Tabitha Hardin, a former resident of suburban Chicago, felt forced to move to Tennessee. When the economy shut down in 2020, her husband lost his job and her full-time hours dried up. The family’s income dropped from $90,000 to $14,000.

So Hardin took her last $100 and the family car south to Murfreesboro, Tenn., where the economy wasn’t shut down. Within a week she found a job, and her husband quickly did, too. A short time later, the family could afford a second car and their kids were back in school full-time. “We loved Illinois, but we’ve never bounced back so quickly,” Hardin said.

In recent years, powerful public-sector-union lobbyists have killed bipartisan bills in the Illinois General Assembly that would have provided more money to classrooms through school-district consolidation and allowed nurses from other states to more easily work in Illinois and fight pandemics.
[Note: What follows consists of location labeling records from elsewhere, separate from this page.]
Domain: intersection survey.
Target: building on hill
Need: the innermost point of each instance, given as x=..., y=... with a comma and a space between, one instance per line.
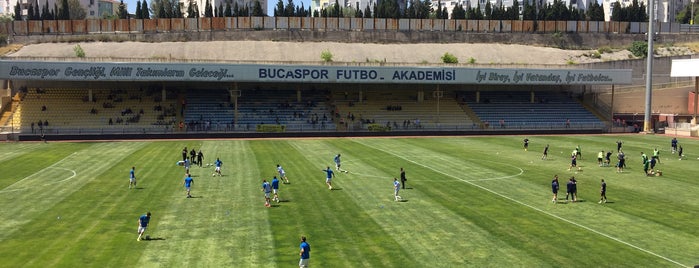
x=94, y=9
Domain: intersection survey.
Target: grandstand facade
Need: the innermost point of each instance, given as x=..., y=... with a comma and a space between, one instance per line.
x=68, y=99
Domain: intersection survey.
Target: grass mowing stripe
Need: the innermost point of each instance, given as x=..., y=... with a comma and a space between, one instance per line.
x=545, y=212
x=402, y=220
x=44, y=205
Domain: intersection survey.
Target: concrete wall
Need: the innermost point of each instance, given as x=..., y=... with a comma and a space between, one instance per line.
x=339, y=24
x=564, y=40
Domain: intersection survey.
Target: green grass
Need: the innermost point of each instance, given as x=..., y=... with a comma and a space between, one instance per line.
x=473, y=201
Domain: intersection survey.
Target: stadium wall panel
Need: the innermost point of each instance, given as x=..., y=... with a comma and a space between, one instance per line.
x=218, y=23
x=79, y=26
x=177, y=25
x=93, y=26
x=163, y=25
x=121, y=25
x=50, y=26
x=34, y=27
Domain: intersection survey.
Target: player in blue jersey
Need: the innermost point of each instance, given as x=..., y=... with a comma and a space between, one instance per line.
x=554, y=188
x=217, y=170
x=188, y=181
x=187, y=164
x=267, y=189
x=396, y=188
x=282, y=173
x=656, y=155
x=132, y=178
x=275, y=189
x=329, y=177
x=305, y=253
x=337, y=164
x=526, y=144
x=603, y=193
x=673, y=143
x=142, y=224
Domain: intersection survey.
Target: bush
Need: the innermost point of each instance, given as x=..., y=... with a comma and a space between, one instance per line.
x=326, y=56
x=639, y=49
x=378, y=128
x=79, y=52
x=605, y=49
x=449, y=58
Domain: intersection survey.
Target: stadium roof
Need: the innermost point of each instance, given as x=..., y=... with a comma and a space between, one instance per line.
x=206, y=72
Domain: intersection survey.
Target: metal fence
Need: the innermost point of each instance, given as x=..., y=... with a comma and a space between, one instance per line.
x=92, y=26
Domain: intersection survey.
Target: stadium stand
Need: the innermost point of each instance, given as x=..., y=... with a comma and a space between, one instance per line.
x=400, y=110
x=110, y=111
x=521, y=109
x=212, y=110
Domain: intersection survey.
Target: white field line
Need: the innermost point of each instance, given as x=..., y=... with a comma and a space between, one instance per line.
x=40, y=172
x=542, y=211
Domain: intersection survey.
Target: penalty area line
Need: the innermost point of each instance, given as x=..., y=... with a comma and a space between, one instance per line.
x=5, y=190
x=542, y=211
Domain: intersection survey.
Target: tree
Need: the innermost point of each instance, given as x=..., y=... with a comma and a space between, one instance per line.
x=160, y=13
x=279, y=9
x=77, y=12
x=145, y=13
x=192, y=10
x=18, y=11
x=529, y=12
x=618, y=12
x=138, y=10
x=514, y=10
x=37, y=15
x=685, y=15
x=257, y=10
x=289, y=8
x=64, y=13
x=488, y=10
x=208, y=11
x=228, y=12
x=122, y=13
x=177, y=13
x=30, y=12
x=45, y=12
x=458, y=13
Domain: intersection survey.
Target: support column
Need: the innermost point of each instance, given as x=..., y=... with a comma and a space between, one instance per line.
x=696, y=97
x=611, y=109
x=298, y=94
x=235, y=93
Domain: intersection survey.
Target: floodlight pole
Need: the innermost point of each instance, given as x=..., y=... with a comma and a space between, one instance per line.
x=649, y=68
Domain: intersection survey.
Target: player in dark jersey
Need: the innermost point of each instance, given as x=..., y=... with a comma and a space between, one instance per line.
x=603, y=193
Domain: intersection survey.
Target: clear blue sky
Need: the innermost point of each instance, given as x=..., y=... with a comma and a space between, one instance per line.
x=270, y=5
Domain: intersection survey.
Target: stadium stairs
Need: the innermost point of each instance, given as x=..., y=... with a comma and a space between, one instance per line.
x=68, y=110
x=400, y=111
x=516, y=110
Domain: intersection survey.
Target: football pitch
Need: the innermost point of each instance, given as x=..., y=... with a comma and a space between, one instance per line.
x=468, y=202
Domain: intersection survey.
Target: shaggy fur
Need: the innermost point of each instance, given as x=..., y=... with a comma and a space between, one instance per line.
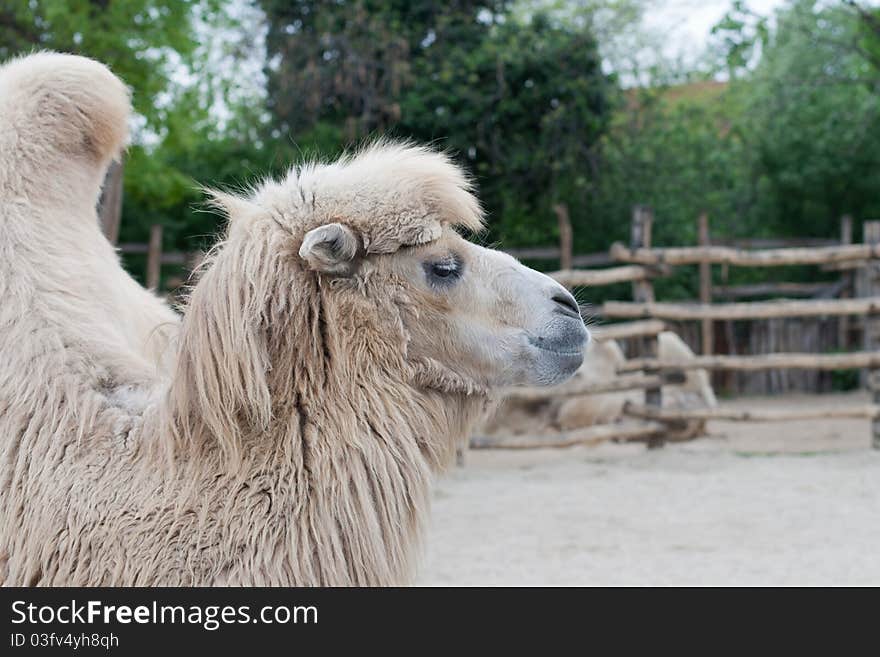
x=286, y=439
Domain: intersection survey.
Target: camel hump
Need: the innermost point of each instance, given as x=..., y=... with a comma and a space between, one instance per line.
x=64, y=104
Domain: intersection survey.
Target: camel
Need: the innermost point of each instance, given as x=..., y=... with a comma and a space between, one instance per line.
x=340, y=341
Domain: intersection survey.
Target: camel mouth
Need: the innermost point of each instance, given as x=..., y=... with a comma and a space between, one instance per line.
x=572, y=353
x=566, y=343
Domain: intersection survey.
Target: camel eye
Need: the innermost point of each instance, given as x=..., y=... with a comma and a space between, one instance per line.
x=444, y=271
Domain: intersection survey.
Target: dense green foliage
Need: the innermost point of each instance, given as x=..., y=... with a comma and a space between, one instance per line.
x=516, y=91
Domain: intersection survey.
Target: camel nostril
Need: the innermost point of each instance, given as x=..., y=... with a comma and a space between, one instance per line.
x=568, y=303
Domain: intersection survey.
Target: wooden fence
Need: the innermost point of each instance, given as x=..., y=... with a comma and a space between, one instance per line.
x=854, y=300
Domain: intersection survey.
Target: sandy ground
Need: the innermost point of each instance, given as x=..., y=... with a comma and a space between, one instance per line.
x=773, y=503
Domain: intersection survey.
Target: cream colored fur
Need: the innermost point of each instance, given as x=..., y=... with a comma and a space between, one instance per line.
x=286, y=431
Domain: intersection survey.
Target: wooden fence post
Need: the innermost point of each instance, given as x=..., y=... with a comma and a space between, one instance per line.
x=870, y=286
x=640, y=238
x=565, y=236
x=154, y=257
x=706, y=286
x=110, y=205
x=643, y=292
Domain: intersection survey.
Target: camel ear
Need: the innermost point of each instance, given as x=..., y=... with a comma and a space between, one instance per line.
x=330, y=249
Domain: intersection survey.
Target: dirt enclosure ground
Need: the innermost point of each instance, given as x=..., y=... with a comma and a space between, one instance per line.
x=783, y=503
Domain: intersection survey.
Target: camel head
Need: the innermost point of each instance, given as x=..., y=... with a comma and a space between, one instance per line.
x=351, y=277
x=475, y=314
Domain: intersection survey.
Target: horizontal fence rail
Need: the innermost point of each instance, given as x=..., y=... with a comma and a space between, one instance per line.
x=693, y=255
x=866, y=411
x=853, y=360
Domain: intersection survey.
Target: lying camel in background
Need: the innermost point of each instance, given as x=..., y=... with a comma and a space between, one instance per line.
x=340, y=342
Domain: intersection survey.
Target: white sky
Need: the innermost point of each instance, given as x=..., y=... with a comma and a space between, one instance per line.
x=687, y=23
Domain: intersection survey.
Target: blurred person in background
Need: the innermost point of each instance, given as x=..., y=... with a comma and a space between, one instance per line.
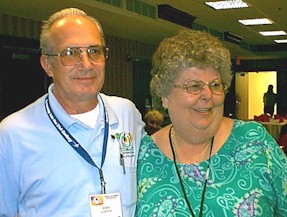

By comparison, Tennessee lawmakers have passed a series of practical measures, including replacing teachers’ ability to strike during negotiations with a collaborative-conferencing model — where both sides come to the table to negotiate in an open and friendly environment — and making it easier to fire underperforming state employees. Most significantly, they’ve also tackled pension reform, freeing government to spend money on services that support struggling families and attract new residents.
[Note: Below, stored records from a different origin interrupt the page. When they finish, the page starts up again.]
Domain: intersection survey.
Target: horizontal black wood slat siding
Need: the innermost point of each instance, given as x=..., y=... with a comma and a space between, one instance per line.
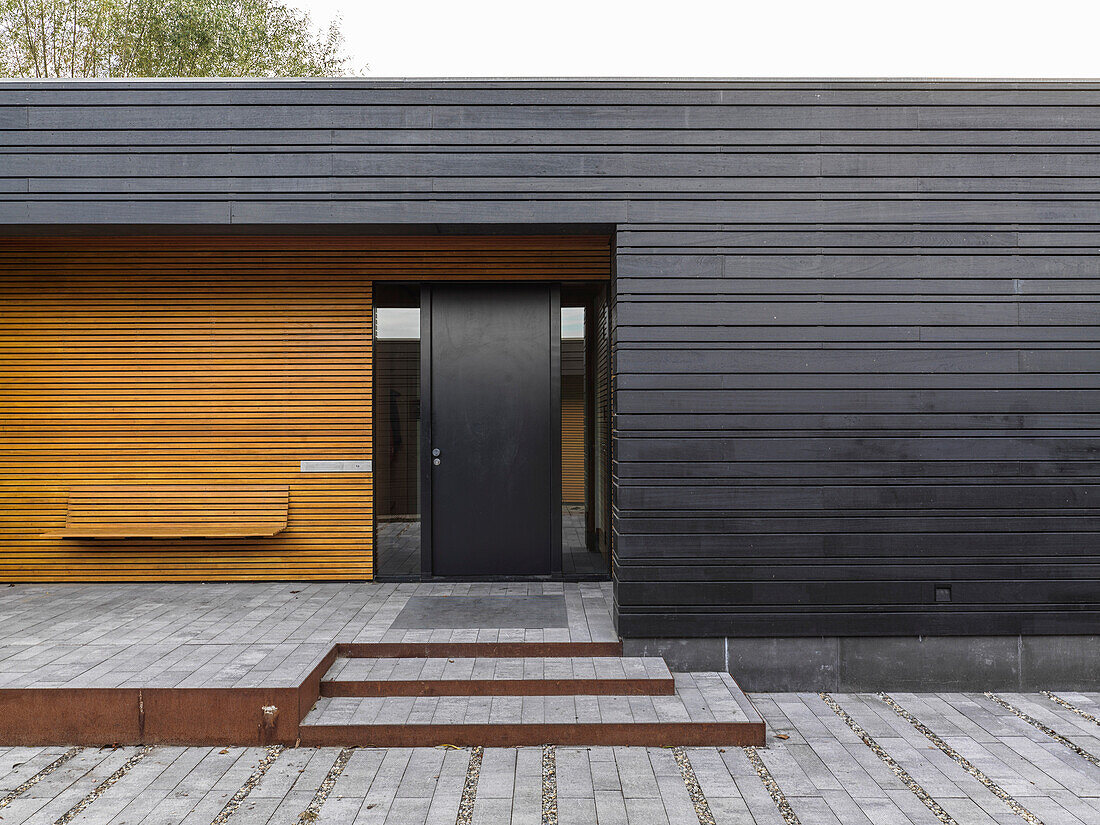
x=856, y=325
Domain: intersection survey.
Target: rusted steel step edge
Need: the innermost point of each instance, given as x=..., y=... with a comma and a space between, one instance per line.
x=475, y=649
x=501, y=688
x=637, y=734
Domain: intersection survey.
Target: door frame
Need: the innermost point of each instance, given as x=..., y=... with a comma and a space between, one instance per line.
x=426, y=436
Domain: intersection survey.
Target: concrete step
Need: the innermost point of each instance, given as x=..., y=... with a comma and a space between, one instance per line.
x=707, y=708
x=498, y=677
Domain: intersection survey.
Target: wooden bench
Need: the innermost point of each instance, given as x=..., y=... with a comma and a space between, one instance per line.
x=176, y=512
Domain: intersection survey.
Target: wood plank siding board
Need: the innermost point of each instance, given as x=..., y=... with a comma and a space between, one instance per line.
x=854, y=333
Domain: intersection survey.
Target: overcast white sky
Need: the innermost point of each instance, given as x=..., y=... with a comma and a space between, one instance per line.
x=732, y=39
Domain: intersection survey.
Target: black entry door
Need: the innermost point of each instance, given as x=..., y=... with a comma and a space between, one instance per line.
x=493, y=363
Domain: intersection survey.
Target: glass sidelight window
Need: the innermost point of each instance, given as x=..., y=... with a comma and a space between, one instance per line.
x=397, y=508
x=579, y=550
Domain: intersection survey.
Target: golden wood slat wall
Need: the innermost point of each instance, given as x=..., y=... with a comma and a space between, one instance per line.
x=177, y=361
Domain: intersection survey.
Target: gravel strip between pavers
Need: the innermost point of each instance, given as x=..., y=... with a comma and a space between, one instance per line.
x=249, y=785
x=961, y=761
x=772, y=787
x=11, y=795
x=549, y=784
x=470, y=789
x=1045, y=728
x=314, y=809
x=694, y=789
x=101, y=788
x=1070, y=706
x=891, y=762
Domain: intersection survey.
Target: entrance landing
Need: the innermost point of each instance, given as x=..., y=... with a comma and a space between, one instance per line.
x=277, y=663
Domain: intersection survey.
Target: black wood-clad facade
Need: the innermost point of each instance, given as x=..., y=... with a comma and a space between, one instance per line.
x=855, y=325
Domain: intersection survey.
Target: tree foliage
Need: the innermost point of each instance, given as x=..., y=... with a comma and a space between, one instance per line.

In Amendment 1 as well as in various policies, Tennessee lawmakers have made successful choices to encourage growth and open opportunities to workers such as Hardin. Time and again, Illinois legislators have chosen the opposite and enacted policies that favored a handful of workers at the expense of many.

As leaders of organizations that promote freer and more-competitive markets in our respective states, we have the unique experience of watching and living out a real-time “what could happen” if we walked a proverbial mile in each other’s shoes. So much of life comes down to choices. Tennessee lawmakers have made many of the right choices on economic policy, and now voters have a chance to solidify those gains with its Amendment 1 on the right to work.

The other Amendment 1 is a chance for Illinois to dig itself deeper into a hole. Or it’s a chance to damage the unholy alliance through which state lawmakers give unaffordable benefits to the public-sector unions that fund their campaigns.

Blues or country. Chicago dogs or fried pickles. Those should be the reasons to pick one state over the other — not because state lawmakers hand you hard choices about jobs and taxes.

— Matt Paprocki is the president of the Illinois Policy Institute. Justin Owen is the president and CEO of the Beacon Center of Tennessee.